Furthermore, we explain the next steps of GRN construction. In the rth run (r ≥ 2) of the elongation, all possible values of pCID(S|T_j; {T₀, T₍₁₎, . . . , T_(r)} \ S) for one of the remaining candidate genes, Tj, and S ∈ {T0, T₍₁₎, . . . , T_(r)} were com-puted. Suppose that all pCID(S|T_j; {T₀, T₍₁₎, . . . , T_(r)} \ S) values were insignificant, the regulation path would stop and the network was with r + 1 nodes (T₀, T₍₁₎, . . . , T_(r)). Provided that there were more than one pCID(S|T_j; {T₀, T₍₁₎, . . . , T_(r)} \ S) value had the smallest significant p-value among the results of the pCID(S|T_j; {T₀, T₍₁₎, . . . , T_(r)} \ S) from all remaining candidate target genes, we selected T_(r+1) of the elongation were insignificant (p-value > 0.05). The resulting network would contain e + 1 nodes (T₀, T₍₁₎, . . . , T_(e)). For example, Figure 4.3 illustrates one of the GRN construction results. Let T₀ be the source gene and the other genes be the target genes. First (Step (0) in Figure 4.3), we computed all CID values of T₀ given one of the target genes, and then CID(T₀|T₍₁₎) had the most significant p-value, we connected the T0 and T₍₁₎ with the direction was from T0 to T₍₁₎ when the value of CID(T₀|T₍₁₎) > CID(T₍₁₎|T₀). Second (Step (1)), we selected the target gene, T₍₂₎, which might be connected with T₀ or T₍₁₎. Therefore, we computed the pCID(T₀|T_j; T₍₁₎) and pCID(T₍₁₎|T_j; T₀), where T_j was one of the remaining genes. The result was that pCID(T₀|T₍₂₎; T₍₁₎) had the most significant p-value and T₍₂₎ was connected with T₀ from T₀ to T₍₂₎ when pCID(T₀|T₍₂₎; T₍₁₎) > pCID(T₍₂₎|T₀; T₍₁₎) value. In Step (2), the next selected gene, T₍₃₎, could be connected with T₀or T₍₁₎ or T₍₂₎. We computed the pCID(T₀|T_j; T₍₁₎, T₍₂₎), pCID(T₍₁₎|T_j; T₀, T₍₂₎) and pCID(T₍₂₎|T_j; T₀, T₍₁₎), where T_j was one of the remaining genes. The result was that pCID(T₀|T₍₃₎; T₍₁₎, T₍₂₎) had the most significant p-value and T₍₃₎ was connected with T0 from T₍₃₎ to T0 when pCID(T₍₃₎|T₀; T₍₁₎, T₍₂₎) > pCID(T₀|T₍₃₎; T₍₁₎, T₍₂₎). In Step (3), the chosen target gene, T₍₄₎, would be connected with one of the prior selected genes (T₀, T₍₁₎, T₍₂₎ and T₍₃₎). We computed the pCID(T₀|T_j; T₍₁₎, T₍₂₎, T₍₃₎), pCID(T₍₁₎|T_j; T₀, T₍₂₎, T₍₃₎),

Figure 4.3: Illustration of the simple example for regulation path elongation used by CID/pCID method.
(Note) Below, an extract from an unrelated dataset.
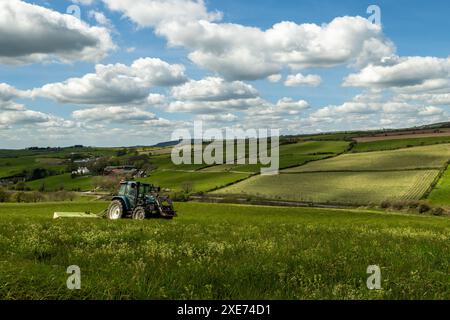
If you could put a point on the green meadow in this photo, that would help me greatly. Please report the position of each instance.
(223, 252)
pCID(T₍₂₎|T_j; T₀, T₍₁₎, T₍₃₎) and pCID(T₍₃₎|T_j; T₀, T₍₁₎, T₍₂₎), where T_j was one of the remaining genes. Therefore the pCID(T₍₂₎|T₍₄₎; T₀, T₍₁₎, T₍₃₎) had the most signifi-cant p-value and T₍₄₎ was connected with T₍₂₎ from T₍₂₎ to T₍₄₎ when pCID(T₍₂₎|T₍₄₎; T₀, T₍₁₎, T₍₃₎) > pCID(T₍₄₎|T₍₂₎; T₀, T₍₁₎, T₍₃₎). In Step (4), the chosen target gene, T(5), would be connected with one of the previous selected genes (T0, T(1), T(2), T₍₃₎ and T₍₄₎). We computed the pCID(T₀|T_j; T₍₁₎, T₍₂₎, T₍₃₎, T₍₄₎), pCID(T₍₁₎|T_j; T₀, T₍₂₎, T₍₃₎, T₍₄₎), pCID(T₍₂₎|T_j; T₀, T₍₁₎, T₍₃₎, T₍₄₎), pCID(T₍₃₎|T_j; T₀, T₍₁₎, T₍₂₎, T₍₄₎) and pCID(T₍₄₎|T_j; T₀, T₍₁₎, T₍₂₎, T₍₃₎), where T_j was one of the remaining genes.

Therefore the pCID(T₍₂₎|T₍₅₎; T₀, T₍₁₎, T₍₃₎, T₍₄₎) had the most significant p-value and T₍₅₎ was connected with T₍₂₎ from T₍₅₎ to T₍₂₎ when pCID(T₍₅₎|T₍₂₎; T₀, T₍₁₎, T₍₃₎, T₍₄₎)

> pCID(T₍₂₎|T₍₅₎; T₀, T₍₁₎, T₍₃₎, T₍₄₎). In the next step, we wanted to find the next linked gene T₍₆₎but all of pCID(S|T_j; {T₀, T₍₁₎, . . . , T₍₅₎}\S) values were insignificant (p-value > 0.05), where S was one of these previous selected genes, T0, T₍₁₎, T₍₂₎, T₍₃₎, T(4) and T(5).

4.2 Simulation study

The proposed procedure of GRN inference was examined in the simulation study. A pseudo network with six nodes (genes) was generated according to normal mixture model (Figure 4.4). It contained one source node (A11), four target nodes (A21, A22, A31 and A32), and one node (B) independent to the others. The expression levels of nodes A11 and B were randomly generated from the Normal distribution

with mean and standard deviation both equal to 1, which was denoted by N (1, 1).

The expression levels of the target nodes would be affected by two factors of its direct source: the expression level and the binding efficiency. This intended to mimic the occasions (1) the transcription factor was not expressed so that the target gene would not be regulated by the source gene, and (2) even the source gene was expressed, the target gene may still not be regulated by the source gene due to various binding efficiency of the transcription factor. Let S and T denote the direct source and the target gene, respectively. In the simulated network (Figure 4.4), A11 was the direct source of {A21, A22} and A21 was the direct source of {A31, A32}. If the binding efficiency for this pair of S and T was set to be 100b%, then 100(1−b)% of the objects in the sample were not affected by the expression level of S and their expression levels were generated from N (−1, 0.25). The binding efficiency (b) for {A11, A21}, {A11, A22}, {A21, A31}, and {A21, A32} were 0.9, 0.7, 0.9, and 0.8, respectively.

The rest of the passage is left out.